Measuring the number and spacing of molecular motors propelling a gliding microtubule

The molecular motor gliding assay, in which a microtubule or other filament moves across a surface coated with motors, has provided much insight into how molecular motors work. The kinesin-microtubule system is also a strong candidate for the job of nanoparticle transporter in nanotechnology devices. In most cases, several motors transport each filament. Each motor serves both to bind the microtubule to a stationary surface and to propel the microtubule along the surface.
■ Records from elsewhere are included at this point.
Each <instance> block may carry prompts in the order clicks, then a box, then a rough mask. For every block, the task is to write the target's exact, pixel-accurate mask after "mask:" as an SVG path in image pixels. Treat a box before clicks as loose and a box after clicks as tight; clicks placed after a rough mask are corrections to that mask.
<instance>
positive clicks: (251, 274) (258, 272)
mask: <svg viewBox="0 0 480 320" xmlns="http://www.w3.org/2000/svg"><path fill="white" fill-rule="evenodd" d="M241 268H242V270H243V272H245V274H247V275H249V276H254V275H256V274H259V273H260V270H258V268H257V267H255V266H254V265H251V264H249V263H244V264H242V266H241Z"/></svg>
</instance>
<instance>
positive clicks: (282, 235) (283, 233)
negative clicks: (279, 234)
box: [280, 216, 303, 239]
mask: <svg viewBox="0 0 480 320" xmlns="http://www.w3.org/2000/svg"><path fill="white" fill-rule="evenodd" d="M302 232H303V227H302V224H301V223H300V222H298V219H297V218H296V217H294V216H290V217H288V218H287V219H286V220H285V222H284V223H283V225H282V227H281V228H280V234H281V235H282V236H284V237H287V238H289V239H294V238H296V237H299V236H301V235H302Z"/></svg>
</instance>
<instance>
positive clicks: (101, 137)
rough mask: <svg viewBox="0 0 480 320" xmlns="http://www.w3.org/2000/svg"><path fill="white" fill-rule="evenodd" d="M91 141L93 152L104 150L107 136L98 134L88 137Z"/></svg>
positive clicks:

By applying a uniform transverse force of 4–19 pN to a superparamagnetic bead attached to the trailing end of the microtubule, we have measured the distance $d$ between binding points (motors). The average value of $d$ was determined as a function of motor surface density $\mathit{\sigma }$. The measurements agree well with the scaling model of Duke, Holy, and Liebler, which predicts that $\langle d\rangle ~{\mathit{\sigma }}^{-2/5}$ if $0.05⩽\mathit{\sigma }⩽20\hspace{0.5em}\mu {\mathrm{m}}^{-2}$ [Phys. Rev. Lett. 74, 330 (1995)]. The distribution of $d$ fits an extension of the model. The radius of curvature of a microtubule bent at a binding point by the force of the magnetic bead was ≈1 μm, 5000-fold smaller than the radius of curvature of microtubules subjected only to thermal forces. This is evidence that at these points of high bending stress, generated by the force on the magnetic bead, the microtubule is in the more flexible state of a two-state model of microtubule bending proposed by Heussinger, Schüller, and Frey [Phys. Rev. E 81, 021904 (2010)].

Figure 1

The three regimes of the DHL model. Although we have set the boundaries between the regimes at 1 and 4 μm, these actually depend on $\mathit{\sigma }$.

Figure 2

Image sequence during a gliding assay showing two anchor points and one detachment event. The microtubule was gliding to the right throughout the sequence. The magnetic field was off in frames 1–3. After frame 3, a 1.4-A current was applied to the magnet. The resultant magnetic field applied a 4-pN force to the magnetic bead [24]. The direction of the force on the magnetic bead is shown in frame 9. The first anchor point is visible in frame 9 and is marked with an arrow. Between frames 9 and 27, attached kinesin motors continue to pull the microtubule to the right. This pulls the attached bead upward toward the first binding point. During frame 29, the microtubule detaches from the first anchor point and begins to show the location of the second anchor point. The two arrows in frame 29 mark the locations of the first and second anchor points. The distance between the anchor points is $d$. The bead diameter, 2.8 μm, serves as an internal length scale in all frames. The images in this figure are part of Popoff_movie_1.avi, which can be seen on EPAPS [31].

Figure 3

(a) Overlay of five frames from Fig. 2 to show the distance $d$ between two anchor points. (b) Schematic of frames 1, 9, 27, and 31. The position of the leading end of the microtubule is marked by the frame number in the upper right side of the diagram.

Figure 4

The average distance between anchor points plotted against ${\mathit{\sigma }}_{\mathrm{nom}}$. Also shown are best-fit curves for $\langle d\rangle ~{\mathit{\sigma }}^{-1}$ and $\langle d\rangle ~{\mathit{\sigma }}^{-2/5}$, corresponding to regimes (i) and (ii).

Figure 5

Measured and modeled distributions of the distance d. The experimental data are shown as normalized histogram frequencies $f$ for a bin width of 0.5 μm. The curves (red online) show the normalized probability distribution $R$ calculated by our extension of the DHL model [Eq. (9)]. The number of experimental observations in the histograms was 33, 154, and 20 for kinesin heavy chain concentrations of 1.5, 3.9, and 8.3 μg/mL, respectively.

Figure 6

A microtubule with a 180° bend caused by a 4-pN force acting on the bead. This force is directed toward the bottom of the image. The scale bar is $5\hspace{0.5em}\mu \mathrm{m}$.

Figure 7

Diagram of the motion of a bead after detachment. The force F on the bead provides an initial bending moment $\mathit{rF}$. As the bead moves down, the microtubule sweeps through an angle $\mathit{\theta }$. At $\mathit{\theta }=\pi /2$, the bending moment goes to zero. The deformation of the microtubule is localized near the anchor point, in contrast to the deformation of a simple cantilever with a small load applied to its tip.